Et comme au cours de leur première palabre en ce lieu, c’est alors que le ciel se déchira, ainsi que le merlon derrière elles et l’air qu’elles échangeaient. Dans la fente, Susannah aperçut un couloir qui tanguait, de l’autre côté. L’image était floue et sombre. Elle comprit qu’elle regardait par ses propres yeux, qu’elle avait presque fermés. Bouledogue et Faucon la tenaient toujours. Ils l’emmenaient vers la porte au bout du couloir — toujours, depuis l’arrivée de Roland dans sa vie, il y avait eu une porte à atteindre — et elle se dit qu’ils devaient croire qu’elle s’était évanouie. Et elle se dit aussi que c’était le cas, en un sens.
Puis elle fut soudain de retour dans ce corps hybride, avec ses jambes blanches… qui savait quelle proportion de sa peau brune était maintenant devenue blanche ? Elle se réjouissait qu’au moins cette situation-là soit sur le point de prendre fin. C’est bien volontiers qu’elle échangerait ces jambes blanches, si fortes fussent-elles, contre un peu de tranquillité d’esprit.
Contre un peu de tranquillité dans son esprit.
— Elle revient à elle, grommela quelqu’un.
Celui à tête de bouledogue, crut reconnaître Susannah.

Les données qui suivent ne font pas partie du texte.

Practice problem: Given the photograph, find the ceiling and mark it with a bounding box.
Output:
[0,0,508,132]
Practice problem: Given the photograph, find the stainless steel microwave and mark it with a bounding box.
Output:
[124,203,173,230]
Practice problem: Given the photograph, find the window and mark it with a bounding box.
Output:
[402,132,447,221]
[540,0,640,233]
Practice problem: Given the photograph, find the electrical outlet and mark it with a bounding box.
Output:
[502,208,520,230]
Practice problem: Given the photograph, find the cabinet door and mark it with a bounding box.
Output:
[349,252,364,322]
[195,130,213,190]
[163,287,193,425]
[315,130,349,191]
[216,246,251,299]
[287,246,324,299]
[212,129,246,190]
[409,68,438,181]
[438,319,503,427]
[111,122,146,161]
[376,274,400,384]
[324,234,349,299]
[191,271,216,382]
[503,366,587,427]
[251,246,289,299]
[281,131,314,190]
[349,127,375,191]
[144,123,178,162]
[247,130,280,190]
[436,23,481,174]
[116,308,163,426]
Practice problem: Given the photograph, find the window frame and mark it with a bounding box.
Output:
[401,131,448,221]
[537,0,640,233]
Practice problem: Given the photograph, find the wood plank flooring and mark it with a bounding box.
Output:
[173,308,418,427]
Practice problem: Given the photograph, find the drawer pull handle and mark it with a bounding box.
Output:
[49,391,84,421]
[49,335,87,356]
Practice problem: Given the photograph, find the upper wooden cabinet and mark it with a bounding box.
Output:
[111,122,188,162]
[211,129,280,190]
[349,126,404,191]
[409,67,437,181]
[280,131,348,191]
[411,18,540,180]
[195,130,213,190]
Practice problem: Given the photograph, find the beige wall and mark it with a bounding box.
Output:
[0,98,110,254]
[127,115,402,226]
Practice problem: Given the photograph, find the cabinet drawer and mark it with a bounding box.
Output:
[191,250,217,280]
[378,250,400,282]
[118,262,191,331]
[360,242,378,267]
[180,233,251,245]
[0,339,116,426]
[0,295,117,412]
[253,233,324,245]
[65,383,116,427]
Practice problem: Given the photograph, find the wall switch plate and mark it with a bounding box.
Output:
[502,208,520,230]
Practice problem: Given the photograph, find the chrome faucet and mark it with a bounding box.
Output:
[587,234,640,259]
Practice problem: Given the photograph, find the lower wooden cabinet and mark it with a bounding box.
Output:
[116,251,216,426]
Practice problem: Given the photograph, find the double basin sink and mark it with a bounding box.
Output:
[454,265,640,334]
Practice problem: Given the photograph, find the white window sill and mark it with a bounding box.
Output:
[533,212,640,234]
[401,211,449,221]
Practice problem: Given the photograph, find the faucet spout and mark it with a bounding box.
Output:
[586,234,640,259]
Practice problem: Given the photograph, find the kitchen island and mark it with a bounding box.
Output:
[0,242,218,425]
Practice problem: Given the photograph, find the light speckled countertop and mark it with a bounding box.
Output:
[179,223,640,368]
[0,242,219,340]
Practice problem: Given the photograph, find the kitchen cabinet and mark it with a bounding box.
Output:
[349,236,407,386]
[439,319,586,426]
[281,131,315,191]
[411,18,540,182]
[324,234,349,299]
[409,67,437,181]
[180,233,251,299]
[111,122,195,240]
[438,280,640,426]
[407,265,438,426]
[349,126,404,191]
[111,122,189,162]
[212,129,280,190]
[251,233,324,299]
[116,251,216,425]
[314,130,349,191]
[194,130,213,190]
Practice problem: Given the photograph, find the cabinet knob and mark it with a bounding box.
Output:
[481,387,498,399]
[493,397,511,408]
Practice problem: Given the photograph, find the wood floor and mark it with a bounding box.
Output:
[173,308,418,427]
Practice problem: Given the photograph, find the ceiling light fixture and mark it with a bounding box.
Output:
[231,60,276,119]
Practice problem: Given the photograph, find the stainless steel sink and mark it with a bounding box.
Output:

Non pas que ça ait la moindre importance. Sous le masque, ils avaient tous l’air de rats humanoïdes avec de la fourrure qui pointait à travers leur chair croustillante.
— Parfait, commenta Sayre, qui marchait derrière eux.
Elle regarda autour d’elle et constata que son escorte était constituée de six ignobles, de Faucon et d’un trio de vampires. Les ignobles portaient des pistolets dans des crocs de débardeurs… sauf que dans ce monde, on les appelait sans doute des holsters. À Rome, ma chère, il faut faire comme les Romains. Deux des vampires portaient des bahs, l’espèce d’arc typique des Calla. Le troisième avait un sabre électrique qui bourdonnait, assez proche du modèle que maniaient les Loups.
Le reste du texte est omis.